On Saturday, 1 September 2012 12:05:51 UTC+1, Graham P Davis wrote:
On Sat, 1 Sep 2012 03:20:38 -0700 (PDT)
haaark wrote:
Interesting flea facts:
Plymouth followed by Bristol are the most flea-ridden cities in the
country (year round humidity,mild winters, warm summers). They love
AGW and fitted carpets
The commonest flea on the dog is the cat flea. (Dogs will react to one
flea. Cats can be infested and hardly react).
Control of environmental stages-larvae and pupae on furniture and in
carpets- is far more effective than control on the animal.

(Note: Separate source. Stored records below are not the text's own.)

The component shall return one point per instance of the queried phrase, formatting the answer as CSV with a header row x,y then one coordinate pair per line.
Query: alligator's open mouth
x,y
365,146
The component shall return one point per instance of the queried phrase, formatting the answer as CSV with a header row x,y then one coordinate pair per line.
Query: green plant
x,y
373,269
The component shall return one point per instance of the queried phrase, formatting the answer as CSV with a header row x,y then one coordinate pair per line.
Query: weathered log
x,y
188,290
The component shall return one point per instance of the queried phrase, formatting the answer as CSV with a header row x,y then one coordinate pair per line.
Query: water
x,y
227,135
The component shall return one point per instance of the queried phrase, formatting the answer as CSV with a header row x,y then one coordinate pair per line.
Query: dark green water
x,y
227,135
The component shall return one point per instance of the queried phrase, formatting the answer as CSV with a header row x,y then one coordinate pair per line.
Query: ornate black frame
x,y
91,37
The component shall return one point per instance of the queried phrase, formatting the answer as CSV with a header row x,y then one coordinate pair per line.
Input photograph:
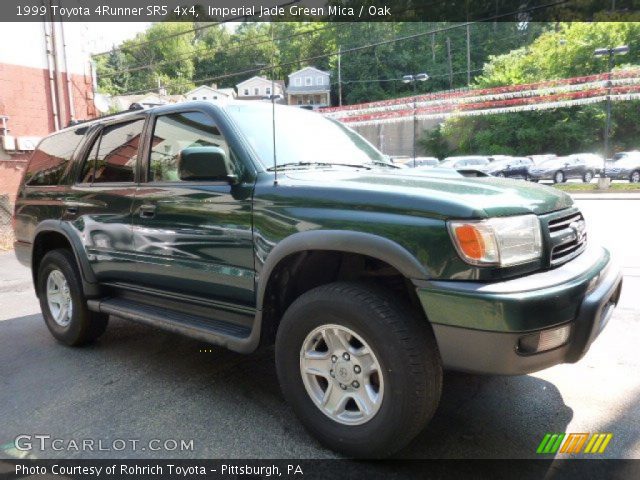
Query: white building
x,y
258,88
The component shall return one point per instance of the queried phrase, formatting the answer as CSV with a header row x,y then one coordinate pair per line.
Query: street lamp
x,y
611,53
414,79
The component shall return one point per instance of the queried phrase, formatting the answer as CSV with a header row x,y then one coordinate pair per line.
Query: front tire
x,y
361,371
63,304
559,177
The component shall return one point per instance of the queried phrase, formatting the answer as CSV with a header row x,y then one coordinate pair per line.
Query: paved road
x,y
141,384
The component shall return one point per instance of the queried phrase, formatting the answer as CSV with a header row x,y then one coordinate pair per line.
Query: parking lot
x,y
142,384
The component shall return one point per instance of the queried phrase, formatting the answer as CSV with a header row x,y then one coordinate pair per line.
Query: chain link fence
x,y
6,230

Borax is a cheap and cheerful flea control- it dries out pupae and
larvae in the carpet.
In Bristol at any rate pet shop and supermarket flea cotrol products
are a waste of money. Get them from a vet.- I've got no axe to grind-
I'm retired!
I've had no pets myself but reckon I got one or two fleas from from
someone else's a few years ago. Kept washing bed-sheets and blankets
every day or so, spraying carpets and furniture with insecticide, and
eventually got rid of the sods. Baths didn't seem to be terribly
successful as they jumped off when I got in the water, waited patiently
whilst I soaked and jumped back on as soon as I was out! I haven't
petted another dog since.
--
Graham Davis, Bracknell, Berks. E-mail: change 'boy' to 'man'
"A neighbour put his budgerigar in the mincing machine and invented
shredded tweet." - Chic Murray
openSUSE Linux: http://www.opensuse.org/en/
As far as I understand dog and cat fleas prefer dogs and cats and only reluctantly try feed on humans. Also they do not live in bedding (that's bed bugs), nope they only jump on their mammal smorgasbord, to eat, then they jump off and go and live in the nooks and crannies of the flooring as they like to be out of sight. Usually where the carpets meet the skirting boards are a des-res for these little buggers, so these are the places to treat with proprietary sprays that also kill the eggs and flea larvae which are silvery little maggot type creatures that are just perceptible to the human -eye. I'm scratching as I type and of to the pet shop in a minute or two to get some. Yuck.
By the way bed bugs are thriving now in what we used to call the developed world. They are everywhere.